5.4 自定义 ufunc（frompyfunc / vectorize）

# 将普通 Python 函数「向量化」
def step_function(x, threshold):
    return 1 if x >= threshold else 0

vstep = np.vectorize(step_function, excluded=['threshold'])
a = np.random.randn(10)
print(vstep(a, threshold=0.5))

# 更底层：frompyfunc 返回一个 ufunc 对象
ufunc_step = np.frompyfunc(lambda x: 1 if x >= 0 else 0, 1, 1)
print(ufunc_step(np.arange(-3, 4)))

# 注意：vectorize 本质上仍是 Python 循环，只是语法上方便
# 真正的性能提升需要 numba 或 Cython

六、线性代数（numpy.linalg）

numpy.linalg 模块提供了标准的线性代数运算，底层一般链接到 BLAS/LAPACK 实现。

6.1 矩阵乘法

A = np.random.randn(3, 4)
B = np.random.randn(4, 5)

# 三种等价方式
C1 = np.dot(A, B)            # 传统写法
C2 = A.dot(B)                # 方法形式
C3 = A @ B                   # Python 3.5+ 的 @ 运算符（推荐）

# 注意一维数组的特殊行为
x = np.array([1, 2, 3])
y = np.array([4, 5, 6])
np.dot(x, y)     # 32（内积，结果是一个标量）
A.dot(x)         # (3,4) @ (4,) = (3,) 矩阵-向量乘

6.2 矩阵分解与求逆

A = np.array([[1, 2], [3, 4]])

# 矩阵求逆
A_inv = np.linalg.inv(A)
print(A_inv)
# [[-2.   1. ]
#  [ 1.5 -0.5]]
print(A @ A_inv)   # 接近单位矩阵（受限于浮点精度）

# 行列式
det = np.linalg.det(A)      # -2.0

# 矩阵的秩
rank = np.linalg.matrix_rank(A)

# 迹
trace = np.trace(A)          # 5
trace2 = np.linalg.trace(A)  # 别名

# 求解线性方程组 Ax = b
A = np.array([[3, 1], [1, 2]])
b = np.array([9, 8])
x = np.linalg.solve(A, b)     # x = [2, 3]
print(A @ x)                   # [9. 8.] ✓

# 最小二乘解（超定方程组）
A_over = np.array([[1, 1], [1, 2], [1, 3]])
b_over = np.array([2, 2.5, 3.5])
x_lsq, residuals, rank, sv = np.linalg.lstsq(A_over, b_over, rcond=None)

6.3 特征值与特征向量

A = np.array([[1, 2, 3],
              [4, 5, 6],
              [7, 8, 9]])

eigenvalues, eigenvectors = np.linalg.eig(A)
print("特征值:", eigenvalues)
print("特征向量（每列一个）:\n", eigenvectors)

# 验证：A @ v_i = λ_i * v_i
for i in range(3):
    v_i = eigenvectors[:, i]
    lambda_i = eigenvalues[i]
    left = A @ v_i
    right = lambda_i * v_i
    print(f"λ_{i}: 残差 = {np.linalg.norm(left - right):.2e}")
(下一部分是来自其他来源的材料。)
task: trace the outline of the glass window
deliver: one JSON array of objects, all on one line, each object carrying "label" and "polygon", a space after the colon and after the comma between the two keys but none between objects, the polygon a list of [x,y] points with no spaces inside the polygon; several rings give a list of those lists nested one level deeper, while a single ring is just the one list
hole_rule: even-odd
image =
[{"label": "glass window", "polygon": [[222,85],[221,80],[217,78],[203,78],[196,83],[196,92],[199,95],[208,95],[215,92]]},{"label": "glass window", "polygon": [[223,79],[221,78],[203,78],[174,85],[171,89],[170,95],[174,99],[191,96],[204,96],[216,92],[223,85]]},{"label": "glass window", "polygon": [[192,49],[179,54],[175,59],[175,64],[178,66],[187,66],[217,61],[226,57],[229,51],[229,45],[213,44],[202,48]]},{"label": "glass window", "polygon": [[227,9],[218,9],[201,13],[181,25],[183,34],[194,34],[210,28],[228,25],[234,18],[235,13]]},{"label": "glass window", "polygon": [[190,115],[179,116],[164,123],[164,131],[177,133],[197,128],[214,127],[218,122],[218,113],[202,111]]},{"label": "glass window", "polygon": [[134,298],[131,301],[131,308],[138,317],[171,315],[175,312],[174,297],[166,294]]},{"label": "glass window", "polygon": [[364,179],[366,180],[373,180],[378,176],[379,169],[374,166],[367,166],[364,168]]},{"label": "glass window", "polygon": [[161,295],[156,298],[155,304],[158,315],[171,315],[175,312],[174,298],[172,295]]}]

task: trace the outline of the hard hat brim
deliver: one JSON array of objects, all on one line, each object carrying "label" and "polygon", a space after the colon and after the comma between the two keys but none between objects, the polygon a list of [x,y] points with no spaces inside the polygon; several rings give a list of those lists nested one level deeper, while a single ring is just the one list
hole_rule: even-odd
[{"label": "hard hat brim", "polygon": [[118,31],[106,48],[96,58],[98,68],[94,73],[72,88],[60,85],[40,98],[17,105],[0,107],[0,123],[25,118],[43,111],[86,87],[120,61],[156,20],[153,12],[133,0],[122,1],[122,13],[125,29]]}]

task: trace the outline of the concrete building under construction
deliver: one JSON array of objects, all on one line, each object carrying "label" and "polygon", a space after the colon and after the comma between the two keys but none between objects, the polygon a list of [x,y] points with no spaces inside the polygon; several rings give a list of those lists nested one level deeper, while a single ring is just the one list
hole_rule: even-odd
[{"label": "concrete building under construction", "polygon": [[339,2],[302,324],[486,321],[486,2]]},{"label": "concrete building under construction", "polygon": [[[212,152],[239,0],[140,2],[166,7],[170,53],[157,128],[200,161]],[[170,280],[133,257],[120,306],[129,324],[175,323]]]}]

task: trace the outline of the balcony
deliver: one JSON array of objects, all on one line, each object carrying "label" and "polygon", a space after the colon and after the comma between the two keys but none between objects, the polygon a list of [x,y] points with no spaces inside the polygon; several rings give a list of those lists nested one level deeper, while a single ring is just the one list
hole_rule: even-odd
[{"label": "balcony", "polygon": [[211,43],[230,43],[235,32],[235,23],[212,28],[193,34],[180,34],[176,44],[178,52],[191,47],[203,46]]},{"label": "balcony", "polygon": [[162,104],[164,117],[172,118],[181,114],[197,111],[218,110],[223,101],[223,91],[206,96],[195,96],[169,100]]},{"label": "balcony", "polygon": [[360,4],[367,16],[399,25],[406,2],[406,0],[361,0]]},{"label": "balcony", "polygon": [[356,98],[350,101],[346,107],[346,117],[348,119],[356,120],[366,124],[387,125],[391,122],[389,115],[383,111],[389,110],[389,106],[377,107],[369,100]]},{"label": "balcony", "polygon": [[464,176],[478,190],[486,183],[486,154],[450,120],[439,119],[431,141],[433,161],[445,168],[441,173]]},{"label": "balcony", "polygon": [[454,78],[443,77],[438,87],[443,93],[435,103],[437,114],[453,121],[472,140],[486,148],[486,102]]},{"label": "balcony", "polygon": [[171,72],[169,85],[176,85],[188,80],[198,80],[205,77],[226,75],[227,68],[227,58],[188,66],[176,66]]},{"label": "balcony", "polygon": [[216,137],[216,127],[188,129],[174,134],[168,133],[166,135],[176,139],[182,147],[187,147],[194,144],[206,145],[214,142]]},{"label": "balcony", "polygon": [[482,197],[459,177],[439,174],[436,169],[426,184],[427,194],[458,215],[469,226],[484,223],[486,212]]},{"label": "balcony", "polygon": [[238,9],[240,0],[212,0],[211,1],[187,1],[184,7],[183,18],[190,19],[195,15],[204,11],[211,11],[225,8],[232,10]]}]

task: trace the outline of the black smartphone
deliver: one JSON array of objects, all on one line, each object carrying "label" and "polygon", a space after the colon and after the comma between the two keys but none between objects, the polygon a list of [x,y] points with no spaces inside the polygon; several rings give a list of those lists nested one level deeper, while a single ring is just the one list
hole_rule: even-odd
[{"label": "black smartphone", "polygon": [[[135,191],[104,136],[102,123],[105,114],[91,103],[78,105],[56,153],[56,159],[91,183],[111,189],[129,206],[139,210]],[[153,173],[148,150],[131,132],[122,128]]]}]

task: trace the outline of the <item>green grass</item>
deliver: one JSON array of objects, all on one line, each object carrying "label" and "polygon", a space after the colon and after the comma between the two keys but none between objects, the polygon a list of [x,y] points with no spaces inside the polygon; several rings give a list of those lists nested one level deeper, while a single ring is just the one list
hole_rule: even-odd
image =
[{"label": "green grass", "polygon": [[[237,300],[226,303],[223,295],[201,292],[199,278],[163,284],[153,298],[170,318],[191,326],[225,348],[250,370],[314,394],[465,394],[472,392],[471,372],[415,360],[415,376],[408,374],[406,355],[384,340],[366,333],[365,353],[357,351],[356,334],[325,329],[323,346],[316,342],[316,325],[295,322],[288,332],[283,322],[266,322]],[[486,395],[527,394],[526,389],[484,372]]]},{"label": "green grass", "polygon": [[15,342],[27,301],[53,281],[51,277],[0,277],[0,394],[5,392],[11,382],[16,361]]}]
# 实对称矩阵使用 eigh（更快，保证实数特征值）
S = np.array([[4, 1], [1, 3]])
w, v = np.linalg.eigh(S)      # 对对称/Hermitian 矩阵
print("特征值:", w)            # [2.38..., 4.61...]
print("特征向量正交:", np.abs(v[:,0] @ v[:,1]) < 1e-10)  # True

6.4 SVD（奇异值分解）

SVD 是数据科学中最重要的矩阵分解，广泛应用于 PCA、推荐系统、图像压缩等：

A = np.random.randn(5, 3)
U, S, Vt = np.linalg.svd(A, full_matrices=False)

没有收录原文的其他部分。